Oct 14, 2016 – Seeing the unseen

Grounds for Science

with Sam Kenny & Rachel Thayer

Friday, October 14, 2016 at 7:00 PM at Scarlet City Espresso Bar

STORM: Life in Color at the Nanoscale

Living organisms derive their incredible structural and functional diversity from details at the nanoscale.  While fluorescence microscopy enables scientists to visualize specific components in cells, it suffers from limited resolution.  Recent developments in fluorescence microscopy have led to STORM, which can provide a much more detailed view of cellular structures, and can therefore help elucidate how cells function at a fundamental level.  Come learn how this technology works, and see a few real examples of groundbreaking biological discoveries made possible by STORM.


Sam Kenney

Sam Kenny

Sam Kenny grew up in Lakeville, MN, a suburb of the Twin Cities. He completed his undergraduate at the University of Minnesota, studying chemical oscillators. He’s just started his 4th year at UCB, working towards a Ph.D. in Chemistry. In his free time, he enjoys motorcycles, mountain biking, and cross-country skiing.

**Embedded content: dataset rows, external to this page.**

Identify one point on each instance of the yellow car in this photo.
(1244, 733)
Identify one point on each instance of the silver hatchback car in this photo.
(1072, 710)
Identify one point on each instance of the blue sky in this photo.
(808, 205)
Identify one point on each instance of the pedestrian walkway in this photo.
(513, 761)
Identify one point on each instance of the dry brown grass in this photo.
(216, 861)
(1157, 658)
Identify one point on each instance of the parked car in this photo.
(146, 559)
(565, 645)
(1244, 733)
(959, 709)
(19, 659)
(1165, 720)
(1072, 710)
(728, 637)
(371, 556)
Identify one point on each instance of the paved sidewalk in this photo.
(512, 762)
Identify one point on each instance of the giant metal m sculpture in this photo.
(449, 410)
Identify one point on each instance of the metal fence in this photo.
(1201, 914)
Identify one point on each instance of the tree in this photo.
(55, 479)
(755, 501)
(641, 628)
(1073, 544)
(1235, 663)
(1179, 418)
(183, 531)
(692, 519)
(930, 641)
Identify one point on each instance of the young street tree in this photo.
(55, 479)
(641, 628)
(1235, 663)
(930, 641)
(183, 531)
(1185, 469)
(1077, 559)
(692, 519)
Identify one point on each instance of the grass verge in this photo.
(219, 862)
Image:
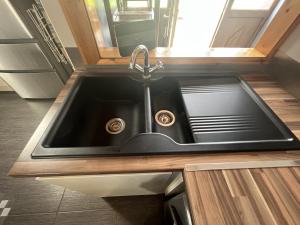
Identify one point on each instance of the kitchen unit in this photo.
(253, 186)
(31, 60)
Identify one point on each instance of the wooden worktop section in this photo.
(282, 103)
(266, 196)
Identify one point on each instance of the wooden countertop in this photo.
(282, 103)
(267, 196)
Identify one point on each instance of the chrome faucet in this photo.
(147, 70)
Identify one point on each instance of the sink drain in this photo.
(115, 126)
(165, 118)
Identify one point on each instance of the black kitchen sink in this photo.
(84, 121)
(118, 115)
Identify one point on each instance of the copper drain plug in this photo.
(115, 126)
(165, 118)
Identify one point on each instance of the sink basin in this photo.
(118, 115)
(165, 95)
(93, 103)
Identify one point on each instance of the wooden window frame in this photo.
(83, 30)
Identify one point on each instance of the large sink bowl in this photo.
(115, 115)
(94, 102)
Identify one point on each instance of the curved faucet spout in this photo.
(146, 68)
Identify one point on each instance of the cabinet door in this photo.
(114, 184)
(11, 26)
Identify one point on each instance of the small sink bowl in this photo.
(96, 101)
(165, 95)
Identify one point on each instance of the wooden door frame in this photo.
(285, 20)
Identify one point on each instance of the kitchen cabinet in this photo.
(114, 184)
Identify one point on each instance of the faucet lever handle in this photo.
(159, 65)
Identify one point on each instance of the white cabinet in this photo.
(114, 184)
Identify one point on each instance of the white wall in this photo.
(58, 20)
(291, 47)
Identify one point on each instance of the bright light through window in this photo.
(252, 4)
(137, 4)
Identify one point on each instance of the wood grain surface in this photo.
(284, 105)
(269, 196)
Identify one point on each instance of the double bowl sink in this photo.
(118, 115)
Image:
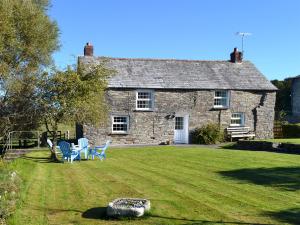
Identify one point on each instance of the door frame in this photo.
(185, 128)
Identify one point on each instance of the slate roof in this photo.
(182, 74)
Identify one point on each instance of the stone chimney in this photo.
(236, 56)
(88, 49)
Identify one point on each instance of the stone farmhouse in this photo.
(155, 101)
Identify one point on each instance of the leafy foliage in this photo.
(9, 189)
(73, 96)
(27, 39)
(208, 134)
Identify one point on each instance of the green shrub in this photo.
(207, 134)
(9, 189)
(291, 131)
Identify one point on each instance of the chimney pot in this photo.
(88, 49)
(236, 56)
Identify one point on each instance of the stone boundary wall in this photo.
(268, 146)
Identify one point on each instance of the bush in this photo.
(291, 131)
(207, 134)
(9, 188)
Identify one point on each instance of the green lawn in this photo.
(285, 140)
(186, 185)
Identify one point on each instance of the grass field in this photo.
(186, 185)
(285, 140)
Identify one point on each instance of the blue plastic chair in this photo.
(67, 153)
(50, 145)
(83, 145)
(94, 152)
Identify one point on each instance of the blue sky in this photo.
(182, 29)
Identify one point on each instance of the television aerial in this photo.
(242, 35)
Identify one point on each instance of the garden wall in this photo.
(268, 146)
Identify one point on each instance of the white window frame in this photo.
(242, 119)
(119, 131)
(227, 97)
(151, 99)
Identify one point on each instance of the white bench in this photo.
(239, 132)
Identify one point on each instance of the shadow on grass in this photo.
(40, 159)
(291, 216)
(95, 213)
(287, 178)
(100, 213)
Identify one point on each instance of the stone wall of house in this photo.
(296, 97)
(157, 127)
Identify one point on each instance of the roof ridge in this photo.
(158, 59)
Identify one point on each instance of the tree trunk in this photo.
(53, 149)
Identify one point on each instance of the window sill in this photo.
(118, 133)
(143, 110)
(220, 108)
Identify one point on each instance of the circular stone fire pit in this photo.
(128, 207)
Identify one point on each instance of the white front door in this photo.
(181, 129)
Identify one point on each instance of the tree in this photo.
(27, 40)
(73, 96)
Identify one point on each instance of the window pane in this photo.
(144, 95)
(178, 123)
(120, 119)
(120, 124)
(221, 98)
(237, 119)
(146, 104)
(144, 100)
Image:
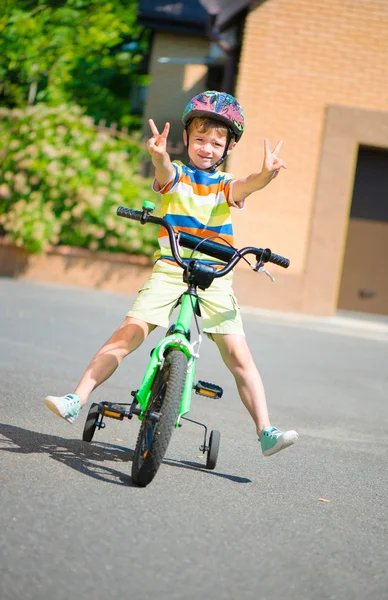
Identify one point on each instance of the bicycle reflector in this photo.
(204, 388)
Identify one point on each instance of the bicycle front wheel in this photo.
(159, 419)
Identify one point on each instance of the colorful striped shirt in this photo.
(197, 202)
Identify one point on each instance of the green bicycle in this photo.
(164, 396)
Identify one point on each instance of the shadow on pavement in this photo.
(185, 464)
(81, 456)
(76, 454)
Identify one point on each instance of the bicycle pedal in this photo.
(204, 388)
(114, 411)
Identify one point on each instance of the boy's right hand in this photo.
(157, 144)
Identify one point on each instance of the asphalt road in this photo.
(309, 523)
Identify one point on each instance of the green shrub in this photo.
(61, 181)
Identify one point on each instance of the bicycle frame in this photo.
(177, 341)
(189, 301)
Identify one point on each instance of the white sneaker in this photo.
(273, 440)
(67, 407)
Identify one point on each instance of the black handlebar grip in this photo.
(129, 213)
(281, 261)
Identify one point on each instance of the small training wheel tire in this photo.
(214, 446)
(91, 423)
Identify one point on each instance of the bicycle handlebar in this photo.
(227, 254)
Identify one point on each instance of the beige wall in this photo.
(299, 57)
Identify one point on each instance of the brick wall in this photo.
(299, 57)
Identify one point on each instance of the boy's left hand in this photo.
(272, 163)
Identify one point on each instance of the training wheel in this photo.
(91, 423)
(212, 453)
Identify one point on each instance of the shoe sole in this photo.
(281, 444)
(53, 407)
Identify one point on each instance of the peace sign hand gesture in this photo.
(157, 144)
(272, 163)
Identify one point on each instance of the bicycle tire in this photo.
(154, 436)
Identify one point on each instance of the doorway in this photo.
(364, 282)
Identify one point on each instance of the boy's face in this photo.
(205, 149)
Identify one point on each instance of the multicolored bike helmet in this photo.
(216, 105)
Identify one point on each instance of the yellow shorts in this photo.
(158, 296)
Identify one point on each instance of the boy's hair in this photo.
(205, 124)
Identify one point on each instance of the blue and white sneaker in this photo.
(273, 440)
(67, 407)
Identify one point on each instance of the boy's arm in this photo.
(272, 164)
(157, 147)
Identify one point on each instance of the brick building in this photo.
(314, 74)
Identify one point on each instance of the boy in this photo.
(195, 198)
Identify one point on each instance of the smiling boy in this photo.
(196, 198)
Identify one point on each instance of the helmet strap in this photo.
(225, 154)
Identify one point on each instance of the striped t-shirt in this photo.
(197, 202)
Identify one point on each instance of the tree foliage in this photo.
(61, 181)
(87, 52)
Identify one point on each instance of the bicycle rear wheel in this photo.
(159, 419)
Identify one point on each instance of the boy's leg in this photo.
(237, 357)
(127, 337)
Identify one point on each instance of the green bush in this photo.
(61, 181)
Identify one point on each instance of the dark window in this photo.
(370, 194)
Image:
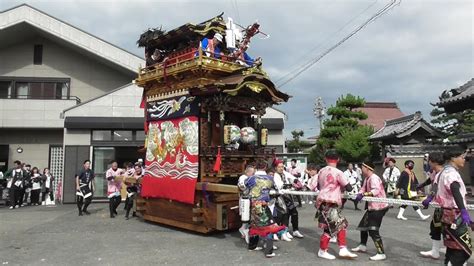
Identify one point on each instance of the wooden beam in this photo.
(227, 197)
(218, 187)
(192, 227)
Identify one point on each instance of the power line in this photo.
(326, 39)
(237, 10)
(313, 61)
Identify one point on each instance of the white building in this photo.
(66, 96)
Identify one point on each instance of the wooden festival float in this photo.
(203, 124)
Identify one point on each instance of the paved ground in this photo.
(57, 236)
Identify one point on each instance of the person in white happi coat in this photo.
(355, 181)
(390, 177)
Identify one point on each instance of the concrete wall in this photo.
(89, 78)
(77, 137)
(274, 113)
(35, 145)
(124, 102)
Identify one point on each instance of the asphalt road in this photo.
(57, 236)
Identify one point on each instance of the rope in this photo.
(372, 199)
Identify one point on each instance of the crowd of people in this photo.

Changing Color by Changing Shape: The Case of the Buckeye Butterfly

From camouflage to mating displays to thermoregulation, color is an important tool that organisms use to go about making a living. In addition to producing pigments like melanin and chlorophyll, many organisms erect nanometer-scale structures that redirect the path of incoming light and cause interference. This phenomenon is called ‘structural color’ and is responsible for iridescence. Come learn how brown Buckeye butterflies evolved blue structural color in just one year, and how their transformation can help us understand the production and evolution of structural color in all butterflies.  

Common Buckeye


Rachel Thayer

Rachel Thayer is a 4th year PhD student in Nipam Patel’s lab, in the Integrative Biology department. She is primarily interested in genetics and evolution and researches butterfly structural color. Her first research experience was on flower development in corn; she’s also worked on notochord development in sea squirts.